UL staff gave him a different workout regimine than he had in high school, where he was an excellent passer.
ps With Louisiana's offense and prolific running game 3,000 passing yards may not return, but his accuracy will.
Turbine, this whole time I thought you were trolling us all with this workout stuff. You're actually serious about this? You are speaking out of your ass when referencing some sort of muscle memory loss due to weight training. Just stop. You're wrong and really just discrediting yourself every time you reference it.
If you want to draw your conclusions from HS go ahead but it doesn't really have anything to do with his play in college. I don't know where you got 3,000 yards from as that is a pipe dream at this point going off of what we've seen over his past few games.
Early on I was hoping to learn why all the dismal showings off the bench from experienced QBs who previously had good numbers.
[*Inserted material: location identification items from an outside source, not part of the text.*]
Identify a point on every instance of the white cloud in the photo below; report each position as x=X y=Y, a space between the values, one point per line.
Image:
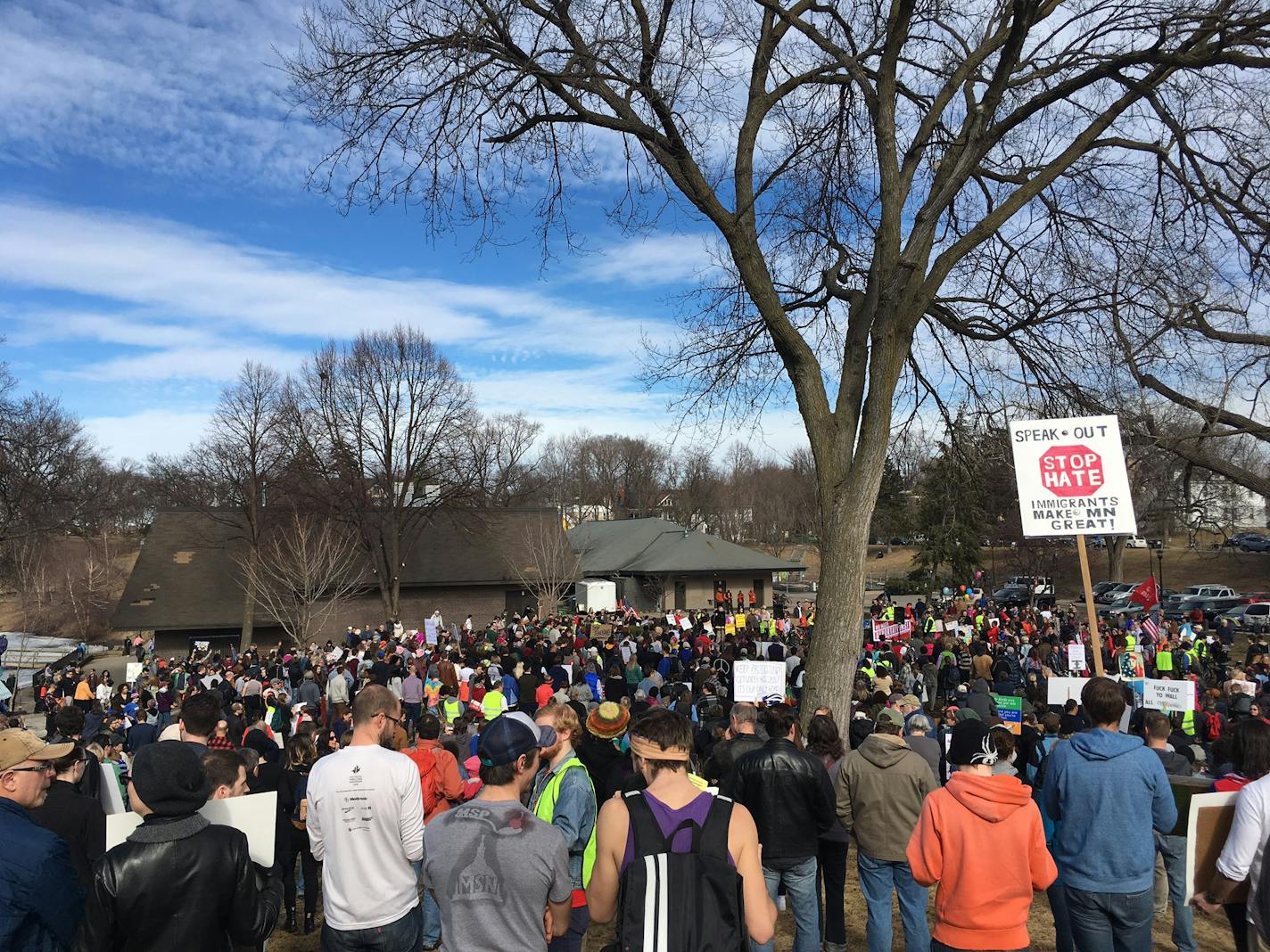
x=137 y=436
x=191 y=290
x=188 y=90
x=658 y=259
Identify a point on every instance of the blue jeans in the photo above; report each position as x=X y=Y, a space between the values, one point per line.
x=431 y=910
x=1111 y=922
x=878 y=877
x=800 y=891
x=1057 y=895
x=1174 y=850
x=403 y=936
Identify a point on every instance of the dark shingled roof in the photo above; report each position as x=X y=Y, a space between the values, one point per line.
x=186 y=575
x=659 y=546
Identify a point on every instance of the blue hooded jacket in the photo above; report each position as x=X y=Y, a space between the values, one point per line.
x=1109 y=790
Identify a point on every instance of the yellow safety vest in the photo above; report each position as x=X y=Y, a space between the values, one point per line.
x=545 y=810
x=452 y=710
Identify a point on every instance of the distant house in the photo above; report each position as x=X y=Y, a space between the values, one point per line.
x=186 y=584
x=659 y=565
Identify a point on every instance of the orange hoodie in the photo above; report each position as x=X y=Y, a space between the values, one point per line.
x=981 y=839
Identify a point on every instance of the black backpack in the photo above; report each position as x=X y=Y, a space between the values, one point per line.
x=680 y=901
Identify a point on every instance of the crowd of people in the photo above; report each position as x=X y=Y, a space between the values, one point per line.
x=524 y=784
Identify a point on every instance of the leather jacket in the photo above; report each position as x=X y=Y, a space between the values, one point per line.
x=791 y=797
x=194 y=892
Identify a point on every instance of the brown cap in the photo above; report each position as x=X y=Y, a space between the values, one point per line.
x=18 y=745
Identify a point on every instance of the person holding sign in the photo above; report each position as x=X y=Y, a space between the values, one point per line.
x=178 y=881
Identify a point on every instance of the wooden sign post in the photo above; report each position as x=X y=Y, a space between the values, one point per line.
x=1095 y=641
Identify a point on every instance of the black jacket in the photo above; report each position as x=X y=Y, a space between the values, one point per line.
x=79 y=820
x=192 y=892
x=791 y=797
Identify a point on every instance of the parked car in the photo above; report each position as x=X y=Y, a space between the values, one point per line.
x=1040 y=586
x=1207 y=592
x=1209 y=607
x=1252 y=616
x=1122 y=605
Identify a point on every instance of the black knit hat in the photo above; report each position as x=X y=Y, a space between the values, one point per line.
x=169 y=778
x=972 y=744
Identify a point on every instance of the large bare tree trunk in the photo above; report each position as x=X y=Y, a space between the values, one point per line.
x=249 y=584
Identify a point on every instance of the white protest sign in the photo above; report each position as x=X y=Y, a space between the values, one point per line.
x=758 y=680
x=1072 y=478
x=254 y=815
x=1063 y=689
x=1076 y=656
x=1168 y=694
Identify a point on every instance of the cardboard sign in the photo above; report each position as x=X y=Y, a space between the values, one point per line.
x=254 y=815
x=758 y=680
x=1011 y=711
x=1207 y=828
x=1060 y=691
x=1072 y=479
x=1076 y=656
x=1168 y=694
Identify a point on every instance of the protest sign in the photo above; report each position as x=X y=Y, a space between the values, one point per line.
x=1011 y=711
x=1076 y=656
x=1168 y=694
x=110 y=792
x=254 y=815
x=758 y=680
x=1063 y=689
x=1207 y=828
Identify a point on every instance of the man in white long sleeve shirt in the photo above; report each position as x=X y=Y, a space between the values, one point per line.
x=1241 y=856
x=366 y=828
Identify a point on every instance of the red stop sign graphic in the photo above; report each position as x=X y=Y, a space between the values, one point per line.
x=1071 y=472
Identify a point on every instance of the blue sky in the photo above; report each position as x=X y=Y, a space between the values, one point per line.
x=155 y=233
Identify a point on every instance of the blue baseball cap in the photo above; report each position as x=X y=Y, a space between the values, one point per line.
x=508 y=736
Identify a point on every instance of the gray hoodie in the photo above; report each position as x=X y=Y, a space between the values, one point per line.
x=880 y=789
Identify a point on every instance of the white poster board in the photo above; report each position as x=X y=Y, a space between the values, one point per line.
x=1168 y=694
x=1076 y=656
x=1063 y=689
x=254 y=815
x=1072 y=479
x=1197 y=831
x=758 y=680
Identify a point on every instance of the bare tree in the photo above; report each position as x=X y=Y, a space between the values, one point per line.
x=233 y=472
x=305 y=570
x=544 y=562
x=385 y=424
x=879 y=176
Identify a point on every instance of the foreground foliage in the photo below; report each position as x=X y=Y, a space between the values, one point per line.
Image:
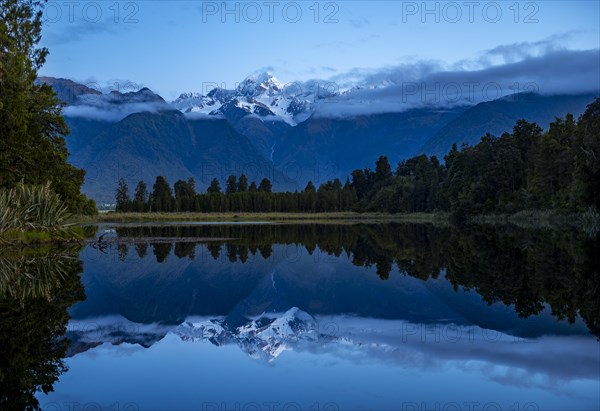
x=30 y=214
x=32 y=144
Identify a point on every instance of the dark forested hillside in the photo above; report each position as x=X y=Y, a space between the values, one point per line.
x=527 y=169
x=499 y=116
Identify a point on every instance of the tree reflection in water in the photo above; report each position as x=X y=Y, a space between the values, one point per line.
x=525 y=268
x=37 y=287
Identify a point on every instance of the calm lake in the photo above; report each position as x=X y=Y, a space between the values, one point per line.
x=318 y=317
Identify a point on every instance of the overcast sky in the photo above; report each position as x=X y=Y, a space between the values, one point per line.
x=177 y=46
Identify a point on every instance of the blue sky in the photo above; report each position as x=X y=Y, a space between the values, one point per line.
x=177 y=46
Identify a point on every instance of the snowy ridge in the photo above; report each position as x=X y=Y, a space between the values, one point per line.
x=264 y=338
x=261 y=95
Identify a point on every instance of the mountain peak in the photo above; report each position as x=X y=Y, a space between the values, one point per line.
x=259 y=83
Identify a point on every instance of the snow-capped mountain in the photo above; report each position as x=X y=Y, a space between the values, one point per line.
x=263 y=338
x=261 y=95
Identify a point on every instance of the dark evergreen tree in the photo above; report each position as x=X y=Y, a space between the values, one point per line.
x=140 y=199
x=32 y=131
x=242 y=184
x=231 y=185
x=122 y=197
x=214 y=187
x=265 y=186
x=162 y=196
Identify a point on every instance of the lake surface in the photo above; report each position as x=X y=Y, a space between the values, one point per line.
x=317 y=317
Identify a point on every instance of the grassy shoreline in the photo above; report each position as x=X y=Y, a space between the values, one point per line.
x=267 y=217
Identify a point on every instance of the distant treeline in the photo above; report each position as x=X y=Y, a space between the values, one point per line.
x=524 y=170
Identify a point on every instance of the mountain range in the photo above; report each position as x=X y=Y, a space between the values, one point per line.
x=266 y=129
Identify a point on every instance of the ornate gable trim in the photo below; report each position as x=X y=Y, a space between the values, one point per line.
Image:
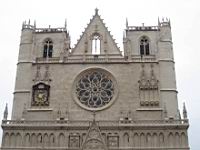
x=94 y=139
x=106 y=30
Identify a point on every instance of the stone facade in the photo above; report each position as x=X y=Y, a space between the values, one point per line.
x=93 y=96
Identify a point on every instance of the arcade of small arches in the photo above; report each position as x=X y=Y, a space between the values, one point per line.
x=144 y=46
x=112 y=140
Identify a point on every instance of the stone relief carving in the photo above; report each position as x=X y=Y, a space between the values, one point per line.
x=95 y=89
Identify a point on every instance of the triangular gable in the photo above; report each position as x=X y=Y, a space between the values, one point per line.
x=94 y=139
x=107 y=43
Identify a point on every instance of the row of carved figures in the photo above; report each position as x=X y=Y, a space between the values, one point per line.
x=74 y=140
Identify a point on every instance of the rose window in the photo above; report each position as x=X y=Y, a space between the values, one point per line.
x=94 y=89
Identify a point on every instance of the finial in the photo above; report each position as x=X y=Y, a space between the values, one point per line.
x=165 y=111
x=158 y=21
x=5 y=114
x=65 y=23
x=184 y=111
x=94 y=115
x=126 y=23
x=34 y=24
x=124 y=34
x=24 y=111
x=179 y=115
x=96 y=11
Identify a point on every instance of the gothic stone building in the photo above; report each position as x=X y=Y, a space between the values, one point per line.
x=93 y=96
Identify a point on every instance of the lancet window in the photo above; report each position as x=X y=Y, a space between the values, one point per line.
x=40 y=95
x=144 y=46
x=48 y=48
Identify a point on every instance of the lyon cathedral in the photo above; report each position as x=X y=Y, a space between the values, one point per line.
x=94 y=95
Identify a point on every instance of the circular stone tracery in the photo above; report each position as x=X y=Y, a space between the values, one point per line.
x=94 y=89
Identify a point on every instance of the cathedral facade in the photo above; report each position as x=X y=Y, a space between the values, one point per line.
x=93 y=95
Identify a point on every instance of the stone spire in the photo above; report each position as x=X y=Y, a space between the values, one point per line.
x=126 y=23
x=165 y=111
x=5 y=114
x=184 y=111
x=96 y=11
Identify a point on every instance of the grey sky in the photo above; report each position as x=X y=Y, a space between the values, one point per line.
x=185 y=22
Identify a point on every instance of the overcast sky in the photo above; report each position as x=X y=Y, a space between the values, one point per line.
x=185 y=22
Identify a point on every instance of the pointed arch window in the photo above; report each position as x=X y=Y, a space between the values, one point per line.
x=40 y=94
x=96 y=44
x=144 y=46
x=48 y=48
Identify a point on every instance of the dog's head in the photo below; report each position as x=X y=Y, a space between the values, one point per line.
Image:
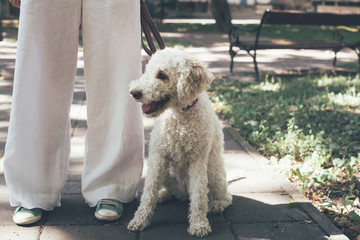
x=171 y=79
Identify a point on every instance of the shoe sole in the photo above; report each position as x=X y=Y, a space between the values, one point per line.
x=106 y=218
x=28 y=221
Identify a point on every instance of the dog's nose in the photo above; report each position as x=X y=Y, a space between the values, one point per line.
x=136 y=93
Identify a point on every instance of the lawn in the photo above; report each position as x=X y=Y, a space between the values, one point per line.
x=309 y=128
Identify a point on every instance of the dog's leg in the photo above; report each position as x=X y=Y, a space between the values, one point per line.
x=219 y=197
x=198 y=193
x=149 y=199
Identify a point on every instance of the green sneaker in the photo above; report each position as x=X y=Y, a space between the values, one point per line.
x=24 y=216
x=108 y=210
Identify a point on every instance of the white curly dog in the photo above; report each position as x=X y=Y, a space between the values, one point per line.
x=186 y=146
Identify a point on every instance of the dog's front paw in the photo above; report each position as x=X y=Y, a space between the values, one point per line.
x=199 y=229
x=137 y=225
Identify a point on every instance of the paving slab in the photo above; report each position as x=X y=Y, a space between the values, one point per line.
x=88 y=232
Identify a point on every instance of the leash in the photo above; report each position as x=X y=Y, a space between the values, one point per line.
x=149 y=28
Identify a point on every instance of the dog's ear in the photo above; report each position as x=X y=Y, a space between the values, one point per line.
x=193 y=81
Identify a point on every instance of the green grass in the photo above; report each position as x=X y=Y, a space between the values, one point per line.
x=308 y=127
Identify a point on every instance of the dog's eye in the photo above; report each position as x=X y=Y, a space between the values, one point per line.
x=162 y=76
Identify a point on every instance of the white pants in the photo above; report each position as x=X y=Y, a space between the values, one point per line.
x=38 y=145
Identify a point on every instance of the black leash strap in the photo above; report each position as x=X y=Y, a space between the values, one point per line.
x=149 y=28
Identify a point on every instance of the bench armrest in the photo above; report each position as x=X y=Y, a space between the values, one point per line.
x=234 y=33
x=337 y=34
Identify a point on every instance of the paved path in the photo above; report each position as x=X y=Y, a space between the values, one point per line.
x=265 y=205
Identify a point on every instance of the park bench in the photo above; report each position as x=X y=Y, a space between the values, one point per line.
x=334 y=43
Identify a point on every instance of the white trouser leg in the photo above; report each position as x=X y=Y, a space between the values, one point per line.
x=38 y=144
x=114 y=142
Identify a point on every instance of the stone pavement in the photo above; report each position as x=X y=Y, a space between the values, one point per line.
x=265 y=204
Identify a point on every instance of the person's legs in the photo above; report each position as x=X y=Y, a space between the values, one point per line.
x=38 y=144
x=114 y=141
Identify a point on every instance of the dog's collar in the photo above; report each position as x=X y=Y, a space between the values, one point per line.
x=191 y=105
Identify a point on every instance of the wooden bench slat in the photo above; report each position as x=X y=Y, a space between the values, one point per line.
x=288 y=44
x=304 y=18
x=294 y=18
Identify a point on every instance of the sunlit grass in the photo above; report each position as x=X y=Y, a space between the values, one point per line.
x=308 y=127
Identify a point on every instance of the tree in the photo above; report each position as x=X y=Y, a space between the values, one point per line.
x=221 y=13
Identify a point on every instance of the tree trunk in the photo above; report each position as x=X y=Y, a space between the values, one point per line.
x=221 y=13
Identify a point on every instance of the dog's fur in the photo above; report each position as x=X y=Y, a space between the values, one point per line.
x=186 y=146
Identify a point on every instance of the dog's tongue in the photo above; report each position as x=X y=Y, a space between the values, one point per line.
x=148 y=108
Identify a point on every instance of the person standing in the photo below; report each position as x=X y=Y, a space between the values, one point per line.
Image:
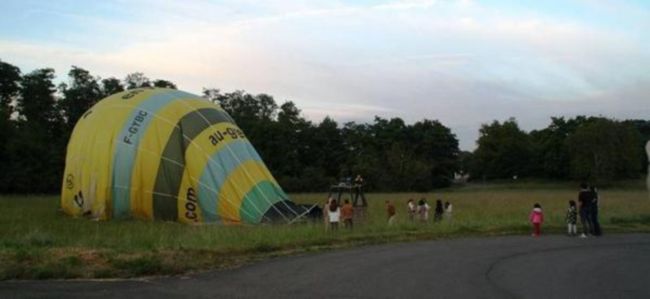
x=347 y=213
x=448 y=210
x=326 y=217
x=536 y=218
x=585 y=199
x=411 y=208
x=423 y=210
x=334 y=214
x=390 y=211
x=594 y=211
x=572 y=218
x=439 y=211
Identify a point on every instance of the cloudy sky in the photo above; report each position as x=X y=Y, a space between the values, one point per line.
x=462 y=62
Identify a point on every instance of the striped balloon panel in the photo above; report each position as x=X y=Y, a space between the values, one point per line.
x=164 y=154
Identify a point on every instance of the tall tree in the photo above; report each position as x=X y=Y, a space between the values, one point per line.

So I just threw this out there as a possibility. I would drop it something besides "your wrong" was presented.
Like maybe an alternate theory.
Explain why almost every QB off the UL bench thrust into duty can't hit the side of barn or why they have zero touch on the ball, then if given enough reps almost all regain form of function.
Geaux Cajuns
No, you don't get to throw out some BS reason why we don't seem to recruit or develop good quarterbacks and claim its some sort of weight room issue that you have no way of proving otherwise. It is not my duty to somehow prove you are wrong. It's your duty, when making BS claims, to prove you are correct.
I've mention how I did various intense workouts in my 20s where I lost a measure of coordination in arms and legs for a couple days
I've shown how tearing your muscle can remove muscle memory that needs to be regained.
My limited theory is way more sound than hiding behind "not my duty" "your wrong"
Rotating your workouts so the muscle can build back stronger does not mean the new,muscle will know everthing the torn muscle knew. The new muscle's reaction to the exact same brain signal will be different and not accurate.
We are talking about finesse moves like receiving and throwing.
We are not refering to grunt moves like a lineman pushing off with arms and legs. Not leg burst of a running back. Not stiff arm.
We are trying to figure out how a QB that could once throw soft or hard can now only throw hard whether it's a 5 yard pass or a 20 yard pass.
For QBs and receivers, the time to get stronger is in the offseason.
If they quit tearing down their arm muscles as the season approaches (and just do toning) and instead focus on throwing repetitions of all varities, the accuracy of the throws and the catches will increase.